Albinism isn’t particularly common in nature. The zoo said that in turtles, a case occurs approximately once in 100,000 individuals. In humans, a case occurs once in 20,000 individuals. The albino turtle’s sibling was born black like its parents.
“This phenomenon had never before been observed either in zoos or in the wild,” the zoo said in a press release (we’ve translated from French to English using the Chrome translator. Let us know if we’ve made a mistake).
“These turtles, belonging to an endangered species, were born as part of a species conservation program.
“These are rare and exceptional births, especially for the albino baby. This is the first time in the world that an albino Galápagos tortoise has been born and kept in captivity.”
Galápagos turtles only have a mating success rate of about two-to-three per cent.

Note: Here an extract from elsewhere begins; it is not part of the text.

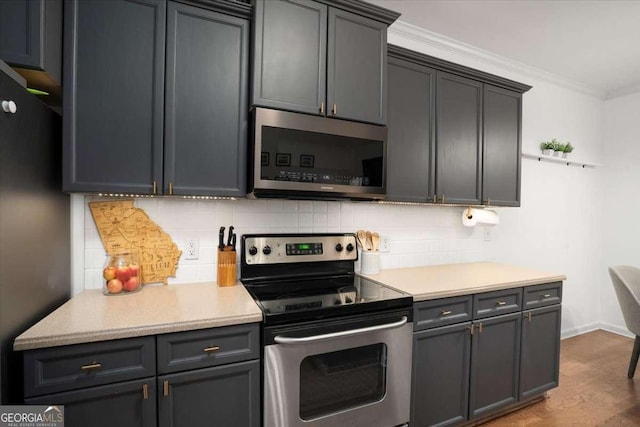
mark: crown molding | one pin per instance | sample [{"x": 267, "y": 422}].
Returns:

Back on February 11, the mother laid five eggs, with the albino tortoise hatching on May 1. Its sibling hatched on May 5 after spending two-and-a-half months in an incubator.
National Geographic says that the Galápagos giant tortoise is a vulnerable species, and that there are only about 15,000 in the wild. The Galápagos archipelago, which is located off the coast of Ecuador, was once home to at least 250,000 Galápagos tortoises.
The gender hasn’t been determined for the albino tortoise, nor for its sibling. Names haven’t been picked out yet, either.
We love to see a wonder of nature occurring in a vulnerable species. Go you funky lil’ tortoise.